As developers continue to work with more flex and grid, margin collapse becomes an obsolete and confusing standard to work with. Removing all margin-tops from components, especially typographic elements, makes content layout much easier to work with.

Full bleed takes blood, sweat, and tears

A full bleed layout is especially useful in app-like instances or for design flourishes like full-width images. Most of the time, for a content-based website, we do want to enforce a set width.

A full bleed escape hatch can be done in 3 ways:

Margin overflow -50v

.full-width {
  width: 100vw;
  position: relative;
  left: 50%;
  right: 50%;
  margin-left: -50vw;
  margin-right: -50vw;

This method is the most common approach because it acts as a hack on top of an existing width-constraint container. It is also easy to add, as it allows you to enable full bleed at any level. However, it is not foolproof. Some elements may overflow the page, causing the page to scroll. This can be disabled with an overflow-x: hidden on the body, but this prevents position: sticky elements from working.

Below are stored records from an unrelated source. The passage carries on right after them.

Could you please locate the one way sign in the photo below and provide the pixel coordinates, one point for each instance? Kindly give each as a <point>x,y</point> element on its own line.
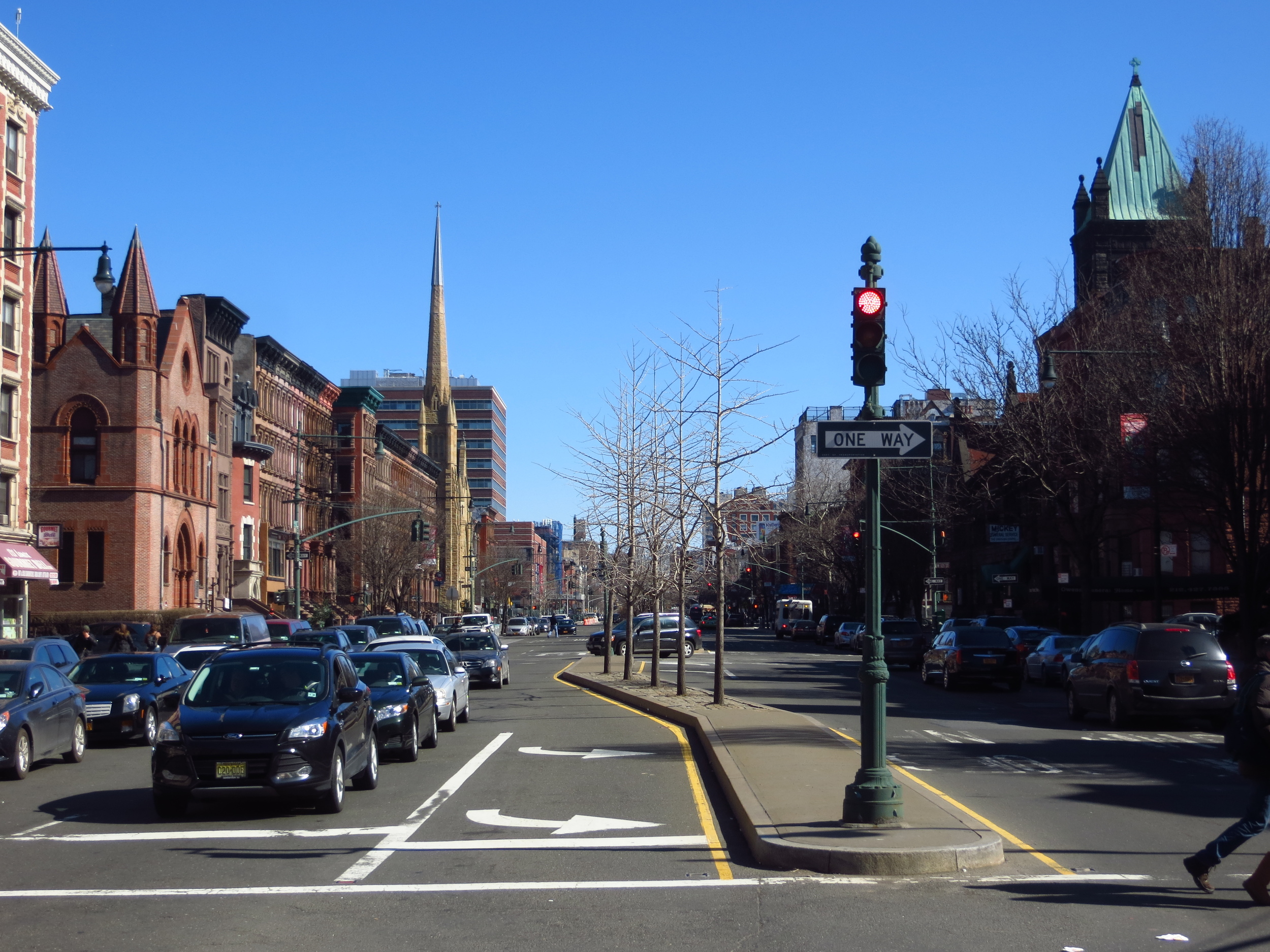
<point>874,440</point>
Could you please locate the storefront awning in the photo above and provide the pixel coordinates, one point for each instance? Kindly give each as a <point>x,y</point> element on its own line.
<point>24,563</point>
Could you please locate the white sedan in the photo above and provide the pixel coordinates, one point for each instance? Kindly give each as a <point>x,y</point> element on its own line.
<point>449,678</point>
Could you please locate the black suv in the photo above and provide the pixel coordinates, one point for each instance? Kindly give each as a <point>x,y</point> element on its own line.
<point>1161,668</point>
<point>293,719</point>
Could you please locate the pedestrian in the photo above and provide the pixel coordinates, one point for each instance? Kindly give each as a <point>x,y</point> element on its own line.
<point>1248,739</point>
<point>120,640</point>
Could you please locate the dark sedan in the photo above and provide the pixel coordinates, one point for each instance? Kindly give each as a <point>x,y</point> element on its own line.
<point>404,702</point>
<point>41,715</point>
<point>129,696</point>
<point>483,656</point>
<point>973,655</point>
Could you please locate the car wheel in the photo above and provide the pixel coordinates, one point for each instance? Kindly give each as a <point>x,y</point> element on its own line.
<point>79,740</point>
<point>333,800</point>
<point>21,757</point>
<point>168,804</point>
<point>410,743</point>
<point>1073,709</point>
<point>1117,716</point>
<point>369,777</point>
<point>151,733</point>
<point>430,739</point>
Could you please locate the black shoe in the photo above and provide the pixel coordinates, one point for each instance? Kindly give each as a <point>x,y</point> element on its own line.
<point>1199,871</point>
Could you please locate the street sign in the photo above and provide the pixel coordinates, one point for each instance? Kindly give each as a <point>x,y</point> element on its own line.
<point>874,440</point>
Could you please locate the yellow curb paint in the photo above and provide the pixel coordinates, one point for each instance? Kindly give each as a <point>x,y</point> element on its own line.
<point>1052,864</point>
<point>699,793</point>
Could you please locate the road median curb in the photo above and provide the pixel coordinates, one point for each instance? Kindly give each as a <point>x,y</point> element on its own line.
<point>981,848</point>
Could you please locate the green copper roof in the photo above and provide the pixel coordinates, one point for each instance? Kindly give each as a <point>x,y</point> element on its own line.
<point>1141,169</point>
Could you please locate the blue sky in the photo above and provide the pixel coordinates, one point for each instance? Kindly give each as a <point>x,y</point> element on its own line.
<point>601,166</point>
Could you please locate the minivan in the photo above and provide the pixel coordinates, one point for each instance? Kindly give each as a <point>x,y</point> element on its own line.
<point>1157,668</point>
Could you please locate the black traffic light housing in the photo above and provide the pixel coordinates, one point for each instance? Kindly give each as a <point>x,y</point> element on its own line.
<point>869,337</point>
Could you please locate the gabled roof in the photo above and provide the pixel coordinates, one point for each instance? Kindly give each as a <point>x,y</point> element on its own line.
<point>1139,168</point>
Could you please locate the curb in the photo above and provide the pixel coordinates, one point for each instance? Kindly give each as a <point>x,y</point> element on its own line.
<point>783,853</point>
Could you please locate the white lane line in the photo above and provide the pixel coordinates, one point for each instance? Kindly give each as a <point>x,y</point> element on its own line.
<point>346,889</point>
<point>371,862</point>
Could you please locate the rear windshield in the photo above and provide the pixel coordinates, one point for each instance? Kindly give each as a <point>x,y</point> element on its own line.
<point>982,638</point>
<point>228,630</point>
<point>257,681</point>
<point>1178,646</point>
<point>112,671</point>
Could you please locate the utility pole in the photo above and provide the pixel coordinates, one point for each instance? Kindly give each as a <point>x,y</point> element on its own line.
<point>874,798</point>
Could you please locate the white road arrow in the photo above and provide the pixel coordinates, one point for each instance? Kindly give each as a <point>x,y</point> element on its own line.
<point>595,754</point>
<point>578,823</point>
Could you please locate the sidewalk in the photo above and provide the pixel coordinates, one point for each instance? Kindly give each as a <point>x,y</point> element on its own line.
<point>785,773</point>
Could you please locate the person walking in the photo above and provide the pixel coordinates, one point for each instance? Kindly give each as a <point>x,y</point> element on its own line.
<point>1251,728</point>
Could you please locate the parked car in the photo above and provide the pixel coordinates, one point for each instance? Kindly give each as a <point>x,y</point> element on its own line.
<point>1045,662</point>
<point>220,628</point>
<point>41,715</point>
<point>973,655</point>
<point>1027,638</point>
<point>128,695</point>
<point>56,653</point>
<point>282,629</point>
<point>484,656</point>
<point>404,702</point>
<point>294,719</point>
<point>1157,668</point>
<point>827,626</point>
<point>1199,620</point>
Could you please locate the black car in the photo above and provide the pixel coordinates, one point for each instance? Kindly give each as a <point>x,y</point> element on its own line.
<point>56,653</point>
<point>41,715</point>
<point>129,695</point>
<point>966,655</point>
<point>404,702</point>
<point>1160,668</point>
<point>483,656</point>
<point>291,719</point>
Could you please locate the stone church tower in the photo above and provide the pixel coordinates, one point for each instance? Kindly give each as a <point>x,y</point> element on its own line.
<point>438,430</point>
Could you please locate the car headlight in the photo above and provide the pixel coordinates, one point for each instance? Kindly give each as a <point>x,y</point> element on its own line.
<point>309,730</point>
<point>390,711</point>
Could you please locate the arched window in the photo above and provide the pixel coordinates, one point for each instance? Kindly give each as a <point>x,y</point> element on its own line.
<point>84,468</point>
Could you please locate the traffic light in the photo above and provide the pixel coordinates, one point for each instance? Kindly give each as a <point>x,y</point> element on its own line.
<point>869,337</point>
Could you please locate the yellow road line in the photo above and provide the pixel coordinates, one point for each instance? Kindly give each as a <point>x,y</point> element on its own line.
<point>1052,864</point>
<point>699,793</point>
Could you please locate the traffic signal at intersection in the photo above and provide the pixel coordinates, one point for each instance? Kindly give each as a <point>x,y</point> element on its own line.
<point>869,337</point>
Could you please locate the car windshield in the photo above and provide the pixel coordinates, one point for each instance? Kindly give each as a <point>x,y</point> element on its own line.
<point>982,638</point>
<point>473,643</point>
<point>11,683</point>
<point>1178,645</point>
<point>389,673</point>
<point>229,630</point>
<point>113,671</point>
<point>257,681</point>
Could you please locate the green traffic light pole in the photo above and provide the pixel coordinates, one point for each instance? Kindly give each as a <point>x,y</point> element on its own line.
<point>874,799</point>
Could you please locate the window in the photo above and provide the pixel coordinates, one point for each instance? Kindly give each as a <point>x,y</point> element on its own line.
<point>223,497</point>
<point>67,560</point>
<point>8,405</point>
<point>9,324</point>
<point>96,557</point>
<point>11,148</point>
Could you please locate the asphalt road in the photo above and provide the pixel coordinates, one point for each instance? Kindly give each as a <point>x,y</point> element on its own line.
<point>428,860</point>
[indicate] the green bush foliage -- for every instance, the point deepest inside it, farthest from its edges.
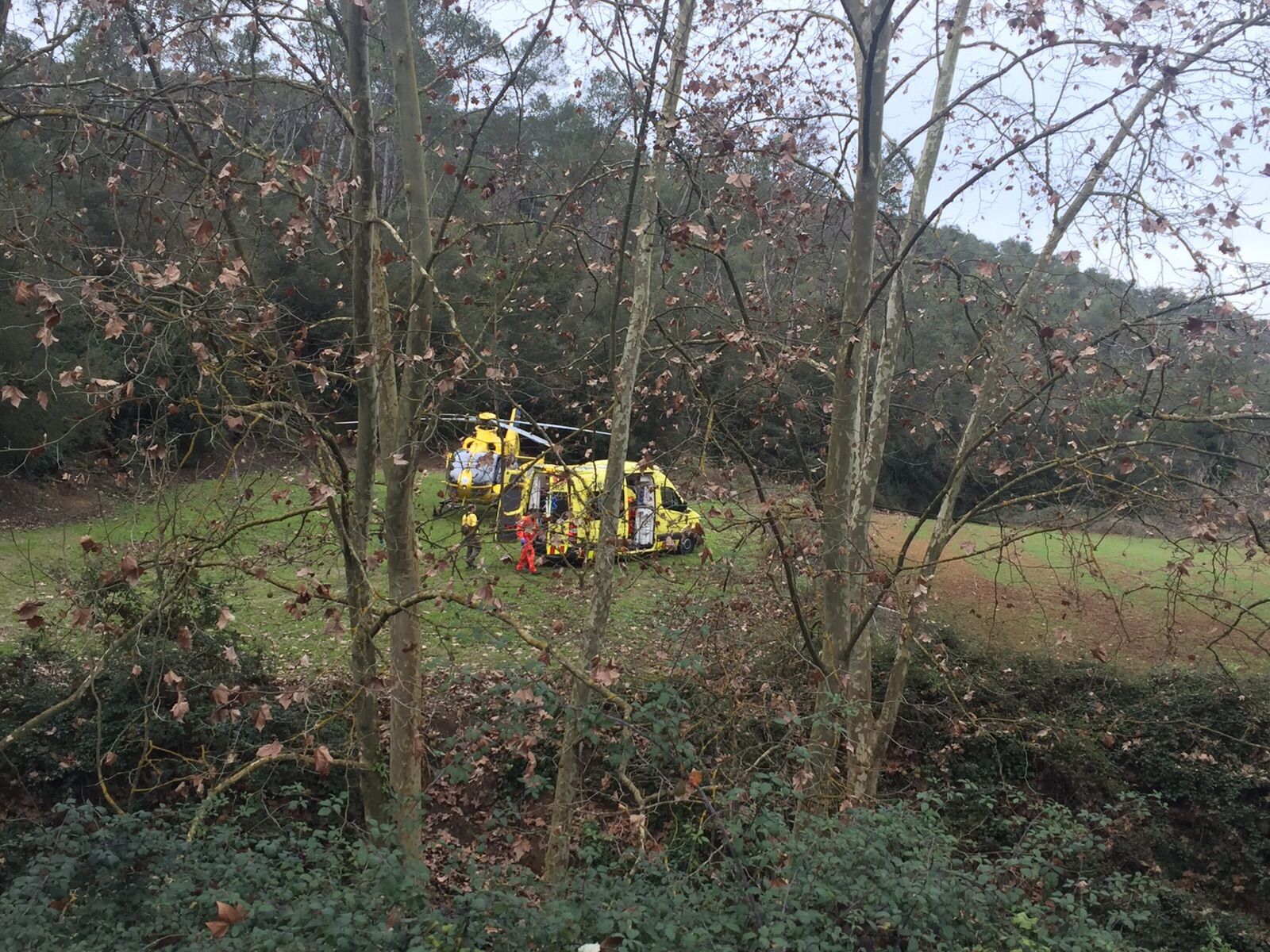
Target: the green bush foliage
(1187, 743)
(895, 877)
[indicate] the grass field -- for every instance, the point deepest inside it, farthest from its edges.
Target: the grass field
(1058, 593)
(656, 598)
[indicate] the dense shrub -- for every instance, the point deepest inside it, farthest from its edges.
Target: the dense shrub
(887, 879)
(129, 723)
(1189, 743)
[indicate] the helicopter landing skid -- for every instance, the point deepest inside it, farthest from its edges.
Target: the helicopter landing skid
(444, 507)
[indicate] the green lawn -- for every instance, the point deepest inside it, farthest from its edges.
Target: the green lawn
(656, 598)
(1060, 593)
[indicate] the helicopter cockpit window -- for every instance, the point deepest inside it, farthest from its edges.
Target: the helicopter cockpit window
(483, 466)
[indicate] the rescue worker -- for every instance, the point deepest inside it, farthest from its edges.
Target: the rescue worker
(471, 535)
(527, 531)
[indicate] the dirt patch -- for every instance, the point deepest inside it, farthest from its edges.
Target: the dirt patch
(29, 505)
(1053, 612)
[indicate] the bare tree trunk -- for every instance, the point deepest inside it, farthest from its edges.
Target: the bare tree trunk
(845, 693)
(400, 410)
(359, 513)
(615, 478)
(872, 440)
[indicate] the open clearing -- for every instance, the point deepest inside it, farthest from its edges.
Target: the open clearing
(1064, 594)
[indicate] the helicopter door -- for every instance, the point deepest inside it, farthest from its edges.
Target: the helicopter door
(537, 492)
(645, 513)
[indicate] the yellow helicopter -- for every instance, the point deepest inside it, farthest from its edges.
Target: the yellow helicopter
(489, 456)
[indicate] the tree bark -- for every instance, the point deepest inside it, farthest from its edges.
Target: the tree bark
(845, 692)
(624, 393)
(872, 440)
(357, 514)
(400, 409)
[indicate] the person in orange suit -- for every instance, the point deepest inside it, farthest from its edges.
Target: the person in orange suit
(527, 531)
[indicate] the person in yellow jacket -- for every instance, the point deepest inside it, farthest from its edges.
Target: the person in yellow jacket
(471, 535)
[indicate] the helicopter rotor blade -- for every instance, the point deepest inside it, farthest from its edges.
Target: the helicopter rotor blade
(522, 433)
(571, 429)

:not(.full-bleed) selector

*:not(.full-bleed) {
  position: relative;
  max-width: 40rem;
  margin: auto;

This “unselector” seems useful at first glance until you realize that only immediate child components can go full bleed. Nested components are not able to break out of their parents' constraints. This method also fails to work with max-width units such as em and ch, as immediate child components can affect their max-width, resulting in a layout with inconsistent widths.

Grid layout

.wrapper {
  display: grid;
    min(65ch, 100%)
.wrapper > * {
  grid-column: 2;
.full-bleed {
  width: 100%;
  grid-column: 1 / -1;

The third solution uses the CSS grid layout, which is widely supported by modern browsers. The only downside is that to break out of the full-bleed, all the parents of the element must have both the wrapper and full-bleed class names. Breaking out will become easier when display: contents is more widely adopted in browsers, which allow child elements to participate in the grid or flex-flow contexts of their parents. You can read more able this new CSS property here: https://css-tricks.com/get-ready-for-display-contents/.

Forms, forms, and forms

Forms are the most critical part of a component system because form interactions are so complex. Before building one, consult all the possible uses of a form and design an API that would be able to fit within those constraints.

Badly designed form components can result in reworks because of one edge case. For example, in an attempt to simplify the form API, I used the label text for the name attribute of the radio input component. This worked until I encountered a situation until the same label was needed but in different forms.

Other instances of edge cases that may result in redesigns:

  • Error states and error messages
  • Disabled state and reasons for being disabled
  • Async input forms and loading states
  • Accessibility

In general, avoid building your form API. It is better to learn from existing libraries like https://react-spectrum.adobe.com/ or https://material-ui.com/ where form components have been battle-tested.


These lessons were hard-earned from building the blog component system. If I had known these before starting, I definitely would have saved myself a huge chunk of time. Hopefully, you can apply these lessons to your component system and save some time.